Look, Squirrel! Part II

     The Republican blame-shifting game continues. Representative Jackie Walorski (R-Ind.), a member of the Social Security Subcommittee has written a piece for The Hill picking up on the theme the Chairman of her Subcommittee raised earlier that somehow Social Security's hearing backlog exists because we don't have an appointed Commissioner. Walorski adds this new theme:
It’s clear money alone won’t fix the problem. An analyst from the non-partisan Government Accountability Office (GAO) who recently testified at a congressional hearing agrees: “Is SSA using the resources that they currently have as efficiently and as effectively as they can? We found several instances where we don’t believe they are.” Indeed, there are ways to speed up the decision process that are well within the SSA’s authority. For instance, it’s been decades since the SSA updated many of its processes, policies, and tools for evaluating eligibility.
     Of course, it's clear to everyone who has actually looked at the problem that money will certainly fix this problem. In fact, it's the only possible solution. 

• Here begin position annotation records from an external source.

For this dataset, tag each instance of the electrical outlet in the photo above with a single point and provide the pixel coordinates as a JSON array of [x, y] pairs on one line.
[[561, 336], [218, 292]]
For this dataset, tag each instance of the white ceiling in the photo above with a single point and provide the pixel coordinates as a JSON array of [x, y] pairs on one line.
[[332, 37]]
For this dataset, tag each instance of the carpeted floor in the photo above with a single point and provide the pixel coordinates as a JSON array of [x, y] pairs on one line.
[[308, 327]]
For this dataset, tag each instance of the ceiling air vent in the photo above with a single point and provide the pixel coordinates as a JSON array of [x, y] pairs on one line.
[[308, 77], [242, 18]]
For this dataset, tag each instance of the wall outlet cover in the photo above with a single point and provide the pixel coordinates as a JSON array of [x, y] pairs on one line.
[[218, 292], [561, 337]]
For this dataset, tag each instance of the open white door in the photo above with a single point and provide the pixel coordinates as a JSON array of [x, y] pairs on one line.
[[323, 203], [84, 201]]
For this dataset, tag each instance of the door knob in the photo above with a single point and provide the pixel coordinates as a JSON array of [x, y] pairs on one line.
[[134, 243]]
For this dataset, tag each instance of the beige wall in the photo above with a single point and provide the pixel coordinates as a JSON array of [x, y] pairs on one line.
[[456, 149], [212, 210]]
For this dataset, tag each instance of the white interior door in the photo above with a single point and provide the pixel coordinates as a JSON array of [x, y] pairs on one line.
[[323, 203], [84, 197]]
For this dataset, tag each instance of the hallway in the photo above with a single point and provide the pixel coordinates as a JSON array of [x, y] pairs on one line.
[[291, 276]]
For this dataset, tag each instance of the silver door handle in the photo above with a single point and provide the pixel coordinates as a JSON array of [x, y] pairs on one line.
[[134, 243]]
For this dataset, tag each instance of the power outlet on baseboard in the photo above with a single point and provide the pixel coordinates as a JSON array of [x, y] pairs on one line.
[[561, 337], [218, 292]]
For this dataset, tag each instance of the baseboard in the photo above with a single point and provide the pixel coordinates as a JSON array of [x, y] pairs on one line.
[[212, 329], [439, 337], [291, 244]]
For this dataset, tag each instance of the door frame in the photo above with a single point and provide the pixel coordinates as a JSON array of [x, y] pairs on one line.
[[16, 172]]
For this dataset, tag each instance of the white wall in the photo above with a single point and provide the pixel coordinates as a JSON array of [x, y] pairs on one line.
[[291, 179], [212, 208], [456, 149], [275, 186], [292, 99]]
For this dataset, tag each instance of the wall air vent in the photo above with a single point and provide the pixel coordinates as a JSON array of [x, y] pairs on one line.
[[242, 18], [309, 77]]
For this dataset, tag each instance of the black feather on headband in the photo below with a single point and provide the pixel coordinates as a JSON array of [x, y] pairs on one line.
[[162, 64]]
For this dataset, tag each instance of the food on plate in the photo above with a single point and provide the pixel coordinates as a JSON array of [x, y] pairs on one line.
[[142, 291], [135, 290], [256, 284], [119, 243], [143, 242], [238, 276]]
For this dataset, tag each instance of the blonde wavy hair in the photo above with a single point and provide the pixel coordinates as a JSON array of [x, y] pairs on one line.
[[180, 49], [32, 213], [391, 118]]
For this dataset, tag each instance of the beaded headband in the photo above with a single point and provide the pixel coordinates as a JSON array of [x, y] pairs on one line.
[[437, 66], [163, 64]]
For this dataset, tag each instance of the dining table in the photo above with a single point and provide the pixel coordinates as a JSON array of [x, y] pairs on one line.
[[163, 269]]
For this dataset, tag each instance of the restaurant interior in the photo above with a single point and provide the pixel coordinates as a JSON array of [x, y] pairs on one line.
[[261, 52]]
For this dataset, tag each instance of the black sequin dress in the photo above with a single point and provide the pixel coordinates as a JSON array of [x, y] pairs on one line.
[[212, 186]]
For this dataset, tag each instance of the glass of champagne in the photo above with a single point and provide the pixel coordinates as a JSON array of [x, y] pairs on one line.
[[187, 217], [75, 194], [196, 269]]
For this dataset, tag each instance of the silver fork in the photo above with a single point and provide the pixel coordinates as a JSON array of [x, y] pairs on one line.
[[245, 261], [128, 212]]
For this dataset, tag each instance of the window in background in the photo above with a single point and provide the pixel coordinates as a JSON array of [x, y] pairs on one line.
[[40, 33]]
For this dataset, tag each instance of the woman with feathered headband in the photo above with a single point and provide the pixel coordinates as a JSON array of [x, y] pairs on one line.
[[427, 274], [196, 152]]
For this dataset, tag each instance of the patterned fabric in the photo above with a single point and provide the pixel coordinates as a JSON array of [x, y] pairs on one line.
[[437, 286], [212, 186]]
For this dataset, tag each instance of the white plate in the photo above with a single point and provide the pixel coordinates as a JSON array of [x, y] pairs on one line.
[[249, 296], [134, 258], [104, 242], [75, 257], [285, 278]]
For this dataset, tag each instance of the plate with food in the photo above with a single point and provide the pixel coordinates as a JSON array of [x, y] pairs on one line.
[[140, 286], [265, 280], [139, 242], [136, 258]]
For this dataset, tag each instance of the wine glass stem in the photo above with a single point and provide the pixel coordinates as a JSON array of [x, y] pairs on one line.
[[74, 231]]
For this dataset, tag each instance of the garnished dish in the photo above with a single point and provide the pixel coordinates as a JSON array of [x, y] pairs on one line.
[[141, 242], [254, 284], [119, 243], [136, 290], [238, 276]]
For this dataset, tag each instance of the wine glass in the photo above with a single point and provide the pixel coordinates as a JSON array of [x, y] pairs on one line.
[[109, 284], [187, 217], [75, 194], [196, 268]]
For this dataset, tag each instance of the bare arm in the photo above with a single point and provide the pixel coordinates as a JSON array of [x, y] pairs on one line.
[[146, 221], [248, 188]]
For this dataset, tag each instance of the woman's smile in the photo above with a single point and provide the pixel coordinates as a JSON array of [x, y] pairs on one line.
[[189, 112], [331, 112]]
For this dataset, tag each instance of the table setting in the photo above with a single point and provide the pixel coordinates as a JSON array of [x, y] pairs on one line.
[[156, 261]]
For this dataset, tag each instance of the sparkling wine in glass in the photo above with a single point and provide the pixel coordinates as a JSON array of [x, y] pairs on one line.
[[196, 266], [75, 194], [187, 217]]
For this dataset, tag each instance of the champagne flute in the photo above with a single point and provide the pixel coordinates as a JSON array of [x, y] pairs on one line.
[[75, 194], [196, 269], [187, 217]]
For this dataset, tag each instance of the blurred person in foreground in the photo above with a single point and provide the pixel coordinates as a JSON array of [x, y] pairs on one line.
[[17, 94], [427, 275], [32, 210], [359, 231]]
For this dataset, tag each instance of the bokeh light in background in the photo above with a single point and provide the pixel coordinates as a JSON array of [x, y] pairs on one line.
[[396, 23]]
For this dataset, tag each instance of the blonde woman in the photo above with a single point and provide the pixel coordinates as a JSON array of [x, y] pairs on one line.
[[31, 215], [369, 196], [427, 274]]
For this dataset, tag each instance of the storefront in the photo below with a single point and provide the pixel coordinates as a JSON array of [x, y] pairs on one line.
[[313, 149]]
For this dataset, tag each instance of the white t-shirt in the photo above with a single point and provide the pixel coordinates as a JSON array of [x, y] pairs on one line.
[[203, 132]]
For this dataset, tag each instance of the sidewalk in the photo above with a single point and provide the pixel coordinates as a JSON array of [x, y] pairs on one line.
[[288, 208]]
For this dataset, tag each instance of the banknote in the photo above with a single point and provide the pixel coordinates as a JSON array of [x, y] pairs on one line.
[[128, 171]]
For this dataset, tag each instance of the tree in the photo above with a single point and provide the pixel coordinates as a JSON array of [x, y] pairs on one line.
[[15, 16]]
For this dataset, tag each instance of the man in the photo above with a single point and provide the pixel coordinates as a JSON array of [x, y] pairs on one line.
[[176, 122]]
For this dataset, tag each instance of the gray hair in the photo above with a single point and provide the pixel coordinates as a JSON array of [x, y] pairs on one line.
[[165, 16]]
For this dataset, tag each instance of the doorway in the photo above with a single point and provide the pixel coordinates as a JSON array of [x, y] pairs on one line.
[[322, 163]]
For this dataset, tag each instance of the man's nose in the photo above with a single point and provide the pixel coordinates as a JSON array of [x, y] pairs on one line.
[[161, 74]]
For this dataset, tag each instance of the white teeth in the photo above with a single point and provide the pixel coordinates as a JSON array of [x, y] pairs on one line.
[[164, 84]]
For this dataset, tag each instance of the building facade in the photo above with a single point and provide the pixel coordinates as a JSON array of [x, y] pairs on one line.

     The GAO saying it has found evidence that Social Security is not being as efficient as it can be is meaningless. First, even in the best run agency there's always going to be something to criticize. A lack of divine perfection isn't a sign that there's waste that has a meaningful effect upon an agency's performance. Second, GAO always finds something to criticize. Always. It's what they do. When it comes to Social Security, GAO's criticisms start at the debatable, go on to the meaninglessly vague and end up at the absurd but almost never amount to anything significant. The best evidence I see that Social Security is a well run agency is how paltry GAO's criticisms are.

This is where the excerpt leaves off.